Données d’entraînement
Ce sont les informations utilisées pour «éduquer» un algorithme d’IA. Plus les données sont nombreuses et variées, plus l’IA sera performante. Dans le cas des robots, ces données sont des vidéos qui montrent des humains en train d’effectuer des gestes. La machine analyse chaque mouvement, en extrait des motifs, et apprend à les reproduire.
Robot généraliste
Un robot généraliste est une machine capable d’effectuer une grande variété de tâches, et non une seule fonction spécifique (comme un bras robotisé dans une usine). L’objectif est de créer des robots polyvalents, capables de s’adapter à des situations diverses pour ranger une maison, aider une personne âgée, préparer un repas. C’est le Graal de la robotique moderne.
Algorithmes
Un algorithme est une série d’instructions logiques qu’une machine suit pour résoudre un problème. Dans le contexte de l’IA, les algorithmes sont les «cerveaux» qui traitent les données et prennent des décisions. Plus ils sont complexes et entraînés, plus ils deviennent performants.
Obsolescence professionnelle
L’obsolescence professionnelle désigne la disparition progressive de certains métiers, rendus inutiles par les progrès technologiques. Dans le cas présent, les robots pourraient remplacer les travailleurs manuels dans de nombreux secteurs comme la coiffure, la réparation, l’esthétique, le commerce de détail.
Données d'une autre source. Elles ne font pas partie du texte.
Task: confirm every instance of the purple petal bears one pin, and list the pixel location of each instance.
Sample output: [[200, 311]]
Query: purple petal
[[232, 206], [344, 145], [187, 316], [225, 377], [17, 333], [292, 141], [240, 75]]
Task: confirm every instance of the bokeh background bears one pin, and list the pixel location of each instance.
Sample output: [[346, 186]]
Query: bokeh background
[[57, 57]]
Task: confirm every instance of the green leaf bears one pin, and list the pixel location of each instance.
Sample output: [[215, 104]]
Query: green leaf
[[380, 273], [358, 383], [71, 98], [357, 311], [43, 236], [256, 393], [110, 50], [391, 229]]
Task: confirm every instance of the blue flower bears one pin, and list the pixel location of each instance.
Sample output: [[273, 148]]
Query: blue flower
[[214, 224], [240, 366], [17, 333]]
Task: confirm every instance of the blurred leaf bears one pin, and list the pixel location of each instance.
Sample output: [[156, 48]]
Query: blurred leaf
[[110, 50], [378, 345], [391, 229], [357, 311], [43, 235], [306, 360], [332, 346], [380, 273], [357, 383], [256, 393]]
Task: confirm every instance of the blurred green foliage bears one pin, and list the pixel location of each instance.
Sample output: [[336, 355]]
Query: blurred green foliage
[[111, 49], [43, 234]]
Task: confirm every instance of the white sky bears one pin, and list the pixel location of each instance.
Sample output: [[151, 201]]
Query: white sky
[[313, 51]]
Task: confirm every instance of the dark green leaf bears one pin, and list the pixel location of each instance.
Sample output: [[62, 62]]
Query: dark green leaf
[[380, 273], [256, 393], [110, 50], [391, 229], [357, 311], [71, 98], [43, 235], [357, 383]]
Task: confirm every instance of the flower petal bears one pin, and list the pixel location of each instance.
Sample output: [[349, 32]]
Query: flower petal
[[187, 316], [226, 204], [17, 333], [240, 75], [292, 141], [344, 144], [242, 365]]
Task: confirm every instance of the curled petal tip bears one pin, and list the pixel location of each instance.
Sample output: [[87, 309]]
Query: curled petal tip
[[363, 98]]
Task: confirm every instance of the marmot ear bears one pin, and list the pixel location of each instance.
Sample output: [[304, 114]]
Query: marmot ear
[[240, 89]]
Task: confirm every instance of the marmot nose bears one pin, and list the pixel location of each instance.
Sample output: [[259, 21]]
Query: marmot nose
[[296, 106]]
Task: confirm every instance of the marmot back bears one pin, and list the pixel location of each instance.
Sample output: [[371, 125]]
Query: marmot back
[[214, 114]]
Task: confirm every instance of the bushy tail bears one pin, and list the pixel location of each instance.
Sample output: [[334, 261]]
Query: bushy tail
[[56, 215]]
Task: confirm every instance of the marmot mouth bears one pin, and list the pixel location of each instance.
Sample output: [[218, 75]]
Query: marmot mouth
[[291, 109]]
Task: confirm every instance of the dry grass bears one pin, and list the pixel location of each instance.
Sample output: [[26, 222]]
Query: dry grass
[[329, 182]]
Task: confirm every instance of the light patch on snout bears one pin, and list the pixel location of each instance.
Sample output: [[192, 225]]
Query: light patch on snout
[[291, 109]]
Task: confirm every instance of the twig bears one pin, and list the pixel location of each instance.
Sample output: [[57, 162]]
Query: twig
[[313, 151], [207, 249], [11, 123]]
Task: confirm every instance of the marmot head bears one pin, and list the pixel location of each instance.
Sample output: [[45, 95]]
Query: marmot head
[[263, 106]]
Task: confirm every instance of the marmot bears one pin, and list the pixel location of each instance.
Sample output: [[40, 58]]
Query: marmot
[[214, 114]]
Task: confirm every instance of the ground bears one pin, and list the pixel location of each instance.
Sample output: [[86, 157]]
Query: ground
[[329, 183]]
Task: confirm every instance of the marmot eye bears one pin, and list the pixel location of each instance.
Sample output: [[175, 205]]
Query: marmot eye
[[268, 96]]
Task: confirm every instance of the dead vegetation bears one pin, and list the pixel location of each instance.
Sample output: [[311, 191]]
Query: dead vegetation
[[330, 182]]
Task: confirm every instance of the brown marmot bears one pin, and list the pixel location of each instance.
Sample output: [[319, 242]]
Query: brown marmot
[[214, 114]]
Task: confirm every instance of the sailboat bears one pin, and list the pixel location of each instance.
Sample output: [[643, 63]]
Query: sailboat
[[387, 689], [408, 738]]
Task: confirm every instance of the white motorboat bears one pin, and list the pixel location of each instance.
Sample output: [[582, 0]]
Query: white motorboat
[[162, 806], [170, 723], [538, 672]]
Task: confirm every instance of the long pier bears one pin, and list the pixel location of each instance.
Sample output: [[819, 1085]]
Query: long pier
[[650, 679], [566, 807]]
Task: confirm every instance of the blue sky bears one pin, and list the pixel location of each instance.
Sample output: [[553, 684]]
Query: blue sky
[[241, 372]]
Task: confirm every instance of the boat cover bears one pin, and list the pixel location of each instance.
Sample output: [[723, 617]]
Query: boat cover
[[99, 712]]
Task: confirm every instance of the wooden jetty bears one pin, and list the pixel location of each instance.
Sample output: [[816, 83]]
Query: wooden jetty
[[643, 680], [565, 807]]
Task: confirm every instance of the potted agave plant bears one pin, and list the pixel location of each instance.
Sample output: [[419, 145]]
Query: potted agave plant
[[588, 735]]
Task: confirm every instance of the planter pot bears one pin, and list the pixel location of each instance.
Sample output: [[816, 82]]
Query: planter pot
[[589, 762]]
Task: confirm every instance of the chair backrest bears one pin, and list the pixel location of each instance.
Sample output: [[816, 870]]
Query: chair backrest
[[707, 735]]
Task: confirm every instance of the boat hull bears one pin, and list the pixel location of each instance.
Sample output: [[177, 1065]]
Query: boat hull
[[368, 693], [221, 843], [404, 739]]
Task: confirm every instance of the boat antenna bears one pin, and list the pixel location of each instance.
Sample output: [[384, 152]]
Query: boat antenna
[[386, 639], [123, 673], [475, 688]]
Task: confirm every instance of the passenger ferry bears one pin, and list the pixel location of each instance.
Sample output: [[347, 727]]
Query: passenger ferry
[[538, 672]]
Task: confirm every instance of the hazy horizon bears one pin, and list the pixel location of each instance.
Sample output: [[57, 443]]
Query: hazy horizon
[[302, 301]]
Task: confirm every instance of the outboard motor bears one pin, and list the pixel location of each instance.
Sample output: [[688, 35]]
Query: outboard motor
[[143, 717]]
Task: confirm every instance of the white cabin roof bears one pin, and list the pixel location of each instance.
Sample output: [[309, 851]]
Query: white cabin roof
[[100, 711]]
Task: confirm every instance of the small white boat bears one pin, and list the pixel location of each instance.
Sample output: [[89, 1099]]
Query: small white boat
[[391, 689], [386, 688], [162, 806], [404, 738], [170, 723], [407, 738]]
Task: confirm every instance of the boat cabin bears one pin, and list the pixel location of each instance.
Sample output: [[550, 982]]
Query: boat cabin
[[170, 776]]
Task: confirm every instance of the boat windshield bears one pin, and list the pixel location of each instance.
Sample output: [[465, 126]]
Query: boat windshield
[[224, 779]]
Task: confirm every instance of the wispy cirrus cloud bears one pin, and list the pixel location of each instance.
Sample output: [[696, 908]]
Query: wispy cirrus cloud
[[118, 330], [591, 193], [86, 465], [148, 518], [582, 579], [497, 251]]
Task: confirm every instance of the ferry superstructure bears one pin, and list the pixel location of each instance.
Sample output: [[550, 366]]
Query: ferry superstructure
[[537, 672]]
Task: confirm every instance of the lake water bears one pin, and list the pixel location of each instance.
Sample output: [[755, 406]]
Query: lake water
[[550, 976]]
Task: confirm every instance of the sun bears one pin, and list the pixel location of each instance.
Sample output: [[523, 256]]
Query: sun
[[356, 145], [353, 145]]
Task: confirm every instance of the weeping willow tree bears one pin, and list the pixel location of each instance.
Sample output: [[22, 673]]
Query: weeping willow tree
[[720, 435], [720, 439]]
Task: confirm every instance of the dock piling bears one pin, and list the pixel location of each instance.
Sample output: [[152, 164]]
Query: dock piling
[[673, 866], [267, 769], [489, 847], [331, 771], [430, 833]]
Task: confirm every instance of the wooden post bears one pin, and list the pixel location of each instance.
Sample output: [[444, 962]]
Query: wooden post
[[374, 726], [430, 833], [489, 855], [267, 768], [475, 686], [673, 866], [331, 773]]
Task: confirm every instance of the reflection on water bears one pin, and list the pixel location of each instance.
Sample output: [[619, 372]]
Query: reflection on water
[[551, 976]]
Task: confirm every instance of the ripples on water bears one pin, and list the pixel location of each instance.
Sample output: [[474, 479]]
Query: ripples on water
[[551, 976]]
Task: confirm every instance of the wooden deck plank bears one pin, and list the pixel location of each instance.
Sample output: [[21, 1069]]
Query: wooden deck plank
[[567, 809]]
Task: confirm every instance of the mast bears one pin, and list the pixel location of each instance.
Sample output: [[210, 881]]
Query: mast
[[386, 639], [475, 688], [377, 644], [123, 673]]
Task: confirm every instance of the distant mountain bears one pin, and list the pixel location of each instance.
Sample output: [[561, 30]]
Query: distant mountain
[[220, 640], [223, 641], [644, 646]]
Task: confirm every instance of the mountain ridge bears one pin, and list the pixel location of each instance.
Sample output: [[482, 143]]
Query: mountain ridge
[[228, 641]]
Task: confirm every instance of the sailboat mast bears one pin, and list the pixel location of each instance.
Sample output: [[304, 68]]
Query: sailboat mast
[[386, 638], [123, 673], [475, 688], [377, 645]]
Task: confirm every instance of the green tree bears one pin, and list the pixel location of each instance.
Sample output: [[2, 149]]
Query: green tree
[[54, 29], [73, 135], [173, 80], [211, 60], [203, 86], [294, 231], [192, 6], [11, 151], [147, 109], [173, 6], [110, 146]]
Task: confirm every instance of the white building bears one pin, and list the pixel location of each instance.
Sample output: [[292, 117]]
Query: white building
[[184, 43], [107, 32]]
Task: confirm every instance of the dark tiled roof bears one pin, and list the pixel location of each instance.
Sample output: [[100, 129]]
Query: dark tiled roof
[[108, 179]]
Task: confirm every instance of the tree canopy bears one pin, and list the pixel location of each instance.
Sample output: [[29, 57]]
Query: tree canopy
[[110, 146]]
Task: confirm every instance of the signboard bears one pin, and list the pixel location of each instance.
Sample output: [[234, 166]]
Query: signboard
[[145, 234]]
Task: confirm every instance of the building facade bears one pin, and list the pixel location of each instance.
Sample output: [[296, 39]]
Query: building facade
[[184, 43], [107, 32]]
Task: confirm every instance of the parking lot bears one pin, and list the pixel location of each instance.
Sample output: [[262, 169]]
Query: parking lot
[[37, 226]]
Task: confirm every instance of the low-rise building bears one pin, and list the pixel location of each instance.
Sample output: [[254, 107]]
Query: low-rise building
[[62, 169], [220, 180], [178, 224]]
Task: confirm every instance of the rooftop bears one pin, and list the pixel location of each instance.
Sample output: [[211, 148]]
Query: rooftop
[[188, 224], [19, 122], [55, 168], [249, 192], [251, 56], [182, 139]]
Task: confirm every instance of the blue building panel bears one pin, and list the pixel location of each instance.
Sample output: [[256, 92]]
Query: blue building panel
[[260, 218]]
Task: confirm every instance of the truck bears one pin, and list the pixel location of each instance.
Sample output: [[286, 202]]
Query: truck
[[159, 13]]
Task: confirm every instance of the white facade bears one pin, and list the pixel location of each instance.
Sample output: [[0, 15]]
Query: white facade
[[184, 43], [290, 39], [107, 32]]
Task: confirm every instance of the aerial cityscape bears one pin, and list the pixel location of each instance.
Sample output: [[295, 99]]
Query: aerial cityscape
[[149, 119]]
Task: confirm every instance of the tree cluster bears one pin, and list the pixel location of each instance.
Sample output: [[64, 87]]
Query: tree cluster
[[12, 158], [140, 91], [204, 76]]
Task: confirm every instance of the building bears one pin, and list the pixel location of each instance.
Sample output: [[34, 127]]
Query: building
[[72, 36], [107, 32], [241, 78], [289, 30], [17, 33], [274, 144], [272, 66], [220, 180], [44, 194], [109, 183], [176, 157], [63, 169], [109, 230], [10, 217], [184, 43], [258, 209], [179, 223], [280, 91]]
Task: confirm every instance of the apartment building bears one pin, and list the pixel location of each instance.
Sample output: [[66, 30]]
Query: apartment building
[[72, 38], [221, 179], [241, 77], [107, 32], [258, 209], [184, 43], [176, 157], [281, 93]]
C’est une des grandes craintes liées au développement de l’IA.
ChatGPT
ChatGPT est un agent conversationnel ou «chatbot» développé par l’entreprise américaine OpenAI. Lancé en novembre 2022, il a marqué un tournant dans l’histoire de l’IA en rendant accessible à tous une intelligence artificielle capable de comprendre et de générer du texte de manière fluide et naturelle. Pour être entraîné, ChatGPT a nécessité des milliers d’heures de travail humain, notamment au Kenya, où des travailleurs ont été payés pour annoter des textes et corriger les réponses de l’IA.
Roupies
La roupie est la monnaie officielle de l’Inde. Son taux de change est d’environ 1 euro pour 90 roupies (chiffre indicatif, susceptible de varier). Ainsi, 200 roupies de l’heure équivalent à un peu plus de 2 euros.
Économie informelle indienne
L’économie informelle désigne l’ensemble des activités économiques qui échappent à la réglementation et à la fiscalité officielles. En Inde, elle représente près de 80% de l’emploi total. Cela inclut les boutiquiers, les artisans, les réparateurs, les coiffeurs, etc. C’est précisément cette économie de proximité, non mécanisée, qui intéresse les entreprises d’IA.
Automatisation
L’automatisation est le processus par lequel des machines, des robots ou des logiciels effectuent des tâches autrefois réalisées par des humains. Elle permet de gagner en productivité et en précision, mais elle supprime aussi des emplois. La Malaisie et la Turquie sont des exemples de pays où l’automatisation a déjà transformé en profondeur l’industrie.
Base de données
Une base de données est un ensemble structuré d’informations stockées dans un système informatique. Dans le cas des robots, il s’agit d’une collection de vidéos classées, étiquetées et analysées pour être utilisées par les algorithmes d’IA.